In practice, unless one is printing massive quantities of documents, speed is generally less important than quality. In this context I found that this was good and “furry” edges of characters only showing up when one looked very closely at the print under a magnifying glass. Furthermore, I found that the rendition of colour photos was reasonable for a 4-ink system.
When using the machine as a scanner the resolution selected can range from 75 to 1200 dpi, although the default is 200. The output could be saved in a number of formats including JPG, TIFF and PDF even though there appear to be restrictions in the file name that can be chosen and its location.
In addition to automatic double-sided printing, there is double-sided copying. When this has been selected on the control panel, once the first side has been copied the paper retracts into the machine ready for the second side to be printed once the user has turned the original over.

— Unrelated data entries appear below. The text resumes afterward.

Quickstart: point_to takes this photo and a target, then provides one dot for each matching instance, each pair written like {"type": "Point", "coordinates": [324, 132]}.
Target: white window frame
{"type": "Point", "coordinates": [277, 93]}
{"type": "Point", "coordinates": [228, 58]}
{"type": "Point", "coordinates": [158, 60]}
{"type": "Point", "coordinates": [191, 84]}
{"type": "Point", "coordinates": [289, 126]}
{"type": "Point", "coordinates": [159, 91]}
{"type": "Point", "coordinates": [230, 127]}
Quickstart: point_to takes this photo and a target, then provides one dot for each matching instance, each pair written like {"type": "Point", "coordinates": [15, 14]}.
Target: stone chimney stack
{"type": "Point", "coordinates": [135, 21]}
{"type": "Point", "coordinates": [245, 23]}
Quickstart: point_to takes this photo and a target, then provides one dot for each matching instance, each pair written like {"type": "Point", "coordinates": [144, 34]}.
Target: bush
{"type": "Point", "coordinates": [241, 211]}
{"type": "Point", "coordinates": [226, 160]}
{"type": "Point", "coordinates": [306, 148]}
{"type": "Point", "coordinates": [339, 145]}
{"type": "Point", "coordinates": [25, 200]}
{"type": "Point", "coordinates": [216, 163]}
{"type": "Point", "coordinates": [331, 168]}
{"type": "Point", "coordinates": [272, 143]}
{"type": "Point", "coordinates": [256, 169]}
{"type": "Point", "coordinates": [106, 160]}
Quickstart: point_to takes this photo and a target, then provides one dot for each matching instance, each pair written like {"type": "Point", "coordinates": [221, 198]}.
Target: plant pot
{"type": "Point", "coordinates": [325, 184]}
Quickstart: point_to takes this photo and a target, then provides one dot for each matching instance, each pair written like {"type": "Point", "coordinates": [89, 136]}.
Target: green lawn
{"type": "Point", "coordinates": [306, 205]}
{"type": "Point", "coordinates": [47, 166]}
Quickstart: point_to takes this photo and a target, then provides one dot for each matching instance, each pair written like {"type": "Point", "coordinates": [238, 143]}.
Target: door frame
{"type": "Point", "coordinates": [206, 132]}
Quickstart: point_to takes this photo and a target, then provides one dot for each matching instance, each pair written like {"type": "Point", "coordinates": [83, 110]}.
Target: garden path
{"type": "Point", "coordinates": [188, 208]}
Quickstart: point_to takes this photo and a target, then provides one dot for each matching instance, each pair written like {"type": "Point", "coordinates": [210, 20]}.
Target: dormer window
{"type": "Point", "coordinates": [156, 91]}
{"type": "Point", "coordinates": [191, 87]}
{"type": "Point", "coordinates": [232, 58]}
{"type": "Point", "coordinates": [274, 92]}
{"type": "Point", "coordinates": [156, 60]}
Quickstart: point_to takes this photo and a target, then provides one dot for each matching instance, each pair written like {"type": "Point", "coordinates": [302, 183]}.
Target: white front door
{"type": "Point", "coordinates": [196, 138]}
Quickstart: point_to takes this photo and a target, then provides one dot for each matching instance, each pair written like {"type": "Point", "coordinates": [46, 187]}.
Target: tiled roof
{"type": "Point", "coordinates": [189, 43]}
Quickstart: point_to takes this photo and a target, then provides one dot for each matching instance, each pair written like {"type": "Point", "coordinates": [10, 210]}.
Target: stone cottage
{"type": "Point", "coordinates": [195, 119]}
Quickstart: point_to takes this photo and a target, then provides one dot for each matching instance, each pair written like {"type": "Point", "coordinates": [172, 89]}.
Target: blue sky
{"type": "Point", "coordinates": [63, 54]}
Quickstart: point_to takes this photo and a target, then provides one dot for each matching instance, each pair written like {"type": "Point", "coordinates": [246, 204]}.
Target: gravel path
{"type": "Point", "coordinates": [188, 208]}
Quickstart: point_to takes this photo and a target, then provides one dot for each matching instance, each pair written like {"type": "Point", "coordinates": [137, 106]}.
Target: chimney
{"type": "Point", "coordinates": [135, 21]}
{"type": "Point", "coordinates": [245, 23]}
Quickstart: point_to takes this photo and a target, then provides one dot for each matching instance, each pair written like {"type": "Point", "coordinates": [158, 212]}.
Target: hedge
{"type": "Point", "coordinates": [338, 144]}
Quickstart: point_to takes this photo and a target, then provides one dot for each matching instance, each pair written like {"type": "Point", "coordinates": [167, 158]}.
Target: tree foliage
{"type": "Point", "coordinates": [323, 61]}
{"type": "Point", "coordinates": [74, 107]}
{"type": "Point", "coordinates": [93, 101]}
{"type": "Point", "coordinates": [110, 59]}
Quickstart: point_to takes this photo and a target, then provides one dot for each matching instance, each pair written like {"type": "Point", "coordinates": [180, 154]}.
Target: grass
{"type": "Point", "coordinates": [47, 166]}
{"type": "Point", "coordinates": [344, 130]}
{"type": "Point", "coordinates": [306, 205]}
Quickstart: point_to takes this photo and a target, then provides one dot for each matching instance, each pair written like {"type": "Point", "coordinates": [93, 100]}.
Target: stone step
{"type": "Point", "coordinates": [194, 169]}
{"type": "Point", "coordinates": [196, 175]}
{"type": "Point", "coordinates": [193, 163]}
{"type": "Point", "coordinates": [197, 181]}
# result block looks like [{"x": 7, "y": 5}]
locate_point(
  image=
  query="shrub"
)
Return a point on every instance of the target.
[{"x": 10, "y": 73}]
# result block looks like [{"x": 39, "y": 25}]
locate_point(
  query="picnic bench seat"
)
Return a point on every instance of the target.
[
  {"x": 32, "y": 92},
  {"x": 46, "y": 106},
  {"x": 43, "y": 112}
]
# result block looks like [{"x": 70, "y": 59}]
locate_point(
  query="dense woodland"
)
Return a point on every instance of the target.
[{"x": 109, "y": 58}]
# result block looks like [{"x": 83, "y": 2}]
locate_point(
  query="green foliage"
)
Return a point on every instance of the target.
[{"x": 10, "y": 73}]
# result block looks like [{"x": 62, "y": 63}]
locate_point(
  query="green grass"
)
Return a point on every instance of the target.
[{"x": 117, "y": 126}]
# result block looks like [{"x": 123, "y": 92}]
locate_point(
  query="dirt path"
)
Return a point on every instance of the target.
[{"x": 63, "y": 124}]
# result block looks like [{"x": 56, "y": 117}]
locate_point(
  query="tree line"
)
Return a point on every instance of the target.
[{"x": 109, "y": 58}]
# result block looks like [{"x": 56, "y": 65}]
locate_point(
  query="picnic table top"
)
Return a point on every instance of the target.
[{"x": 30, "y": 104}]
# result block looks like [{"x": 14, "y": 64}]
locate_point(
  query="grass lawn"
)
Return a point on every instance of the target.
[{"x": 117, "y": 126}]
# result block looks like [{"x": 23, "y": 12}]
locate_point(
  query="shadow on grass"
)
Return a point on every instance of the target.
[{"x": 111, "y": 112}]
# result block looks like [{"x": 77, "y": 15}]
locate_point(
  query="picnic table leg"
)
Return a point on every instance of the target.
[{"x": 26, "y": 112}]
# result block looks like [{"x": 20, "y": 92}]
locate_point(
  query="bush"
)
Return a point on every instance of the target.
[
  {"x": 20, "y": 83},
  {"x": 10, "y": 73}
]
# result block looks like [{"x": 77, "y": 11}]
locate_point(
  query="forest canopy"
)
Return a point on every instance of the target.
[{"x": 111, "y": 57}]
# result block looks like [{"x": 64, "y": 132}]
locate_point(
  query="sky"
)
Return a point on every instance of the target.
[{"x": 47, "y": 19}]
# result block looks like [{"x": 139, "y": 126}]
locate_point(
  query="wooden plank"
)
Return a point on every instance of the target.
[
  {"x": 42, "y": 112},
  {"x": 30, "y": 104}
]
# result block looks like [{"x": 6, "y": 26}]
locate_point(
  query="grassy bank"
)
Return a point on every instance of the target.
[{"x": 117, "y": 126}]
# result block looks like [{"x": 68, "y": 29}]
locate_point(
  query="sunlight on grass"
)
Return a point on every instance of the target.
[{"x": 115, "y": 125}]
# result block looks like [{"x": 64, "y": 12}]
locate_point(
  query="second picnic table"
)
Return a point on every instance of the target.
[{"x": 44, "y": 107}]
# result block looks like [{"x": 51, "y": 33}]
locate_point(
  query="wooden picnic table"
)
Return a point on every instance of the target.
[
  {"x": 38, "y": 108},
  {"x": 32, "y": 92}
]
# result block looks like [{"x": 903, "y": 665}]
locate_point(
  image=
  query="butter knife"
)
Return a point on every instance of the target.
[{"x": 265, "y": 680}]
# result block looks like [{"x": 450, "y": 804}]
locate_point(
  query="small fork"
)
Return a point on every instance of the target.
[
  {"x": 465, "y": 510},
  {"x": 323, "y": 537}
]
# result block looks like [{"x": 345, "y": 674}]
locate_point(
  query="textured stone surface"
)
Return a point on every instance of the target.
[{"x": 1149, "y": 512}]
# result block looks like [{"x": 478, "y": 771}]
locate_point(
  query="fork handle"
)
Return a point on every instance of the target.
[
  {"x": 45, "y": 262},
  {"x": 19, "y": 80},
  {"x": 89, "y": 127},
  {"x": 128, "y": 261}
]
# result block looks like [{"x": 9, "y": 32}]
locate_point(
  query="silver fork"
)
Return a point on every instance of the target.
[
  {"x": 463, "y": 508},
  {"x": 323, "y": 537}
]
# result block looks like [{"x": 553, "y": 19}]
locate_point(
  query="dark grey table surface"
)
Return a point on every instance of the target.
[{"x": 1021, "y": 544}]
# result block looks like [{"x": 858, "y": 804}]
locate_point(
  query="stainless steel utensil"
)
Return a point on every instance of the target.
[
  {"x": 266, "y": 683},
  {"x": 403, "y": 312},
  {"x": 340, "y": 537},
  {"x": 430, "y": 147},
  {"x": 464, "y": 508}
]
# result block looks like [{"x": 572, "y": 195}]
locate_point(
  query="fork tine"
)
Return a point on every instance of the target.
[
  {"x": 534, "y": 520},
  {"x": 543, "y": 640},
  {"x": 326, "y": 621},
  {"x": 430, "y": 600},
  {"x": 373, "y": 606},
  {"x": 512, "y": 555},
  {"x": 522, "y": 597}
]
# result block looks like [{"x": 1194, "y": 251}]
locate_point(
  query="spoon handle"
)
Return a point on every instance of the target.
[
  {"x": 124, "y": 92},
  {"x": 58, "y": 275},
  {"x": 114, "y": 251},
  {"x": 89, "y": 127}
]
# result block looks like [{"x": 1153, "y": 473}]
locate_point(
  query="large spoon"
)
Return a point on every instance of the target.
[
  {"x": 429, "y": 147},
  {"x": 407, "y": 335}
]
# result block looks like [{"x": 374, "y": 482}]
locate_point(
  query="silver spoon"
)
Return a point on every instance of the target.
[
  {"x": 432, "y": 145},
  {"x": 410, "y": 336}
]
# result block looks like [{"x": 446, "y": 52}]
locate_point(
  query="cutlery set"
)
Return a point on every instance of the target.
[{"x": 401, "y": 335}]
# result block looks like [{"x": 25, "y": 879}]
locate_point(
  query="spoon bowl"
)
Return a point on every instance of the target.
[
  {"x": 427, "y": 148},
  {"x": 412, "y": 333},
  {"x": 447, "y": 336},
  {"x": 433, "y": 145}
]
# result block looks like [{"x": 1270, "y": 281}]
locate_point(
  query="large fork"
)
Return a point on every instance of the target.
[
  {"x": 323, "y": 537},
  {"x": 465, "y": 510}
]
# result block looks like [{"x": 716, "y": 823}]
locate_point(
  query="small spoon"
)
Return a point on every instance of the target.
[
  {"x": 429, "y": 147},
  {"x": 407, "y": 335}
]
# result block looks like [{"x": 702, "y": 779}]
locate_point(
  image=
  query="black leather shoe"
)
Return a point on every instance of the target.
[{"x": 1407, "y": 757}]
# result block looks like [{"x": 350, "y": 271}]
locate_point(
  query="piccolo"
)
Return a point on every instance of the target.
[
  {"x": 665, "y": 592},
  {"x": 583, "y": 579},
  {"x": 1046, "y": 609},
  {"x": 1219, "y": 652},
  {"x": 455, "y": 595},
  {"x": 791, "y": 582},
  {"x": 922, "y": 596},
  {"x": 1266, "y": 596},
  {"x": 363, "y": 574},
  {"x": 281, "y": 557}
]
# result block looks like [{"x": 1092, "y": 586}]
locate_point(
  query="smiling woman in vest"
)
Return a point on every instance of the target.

Although this is a useful feature that worked well the small size of the LCD display and the difficulty in distinguishing the individual icons on the screen was a nuisance.
Epson claims that the set of colour dye-based ink bottles (CMY) plus two pigment-based blacks supplied with the machine are enough to print up 14,000 and 5,200 pages in black and colour respectively. This, by the way, is what the company estimates to be three year’s usage. If, however, more ink is required, the prices of replacement bottles are not expensive with prices starting from about £11.
Despite the very small and inconvenient LCD screen it is a good all-round printer and should meet the needs of those who need to print fairly large quantities of both B&W and colour documents. With a list price of £349.99 but currently available from Amazon on a “limited time deal” for £212.99 one will need to do one’s sums in order to decide whether it would be a cost-effective purchase.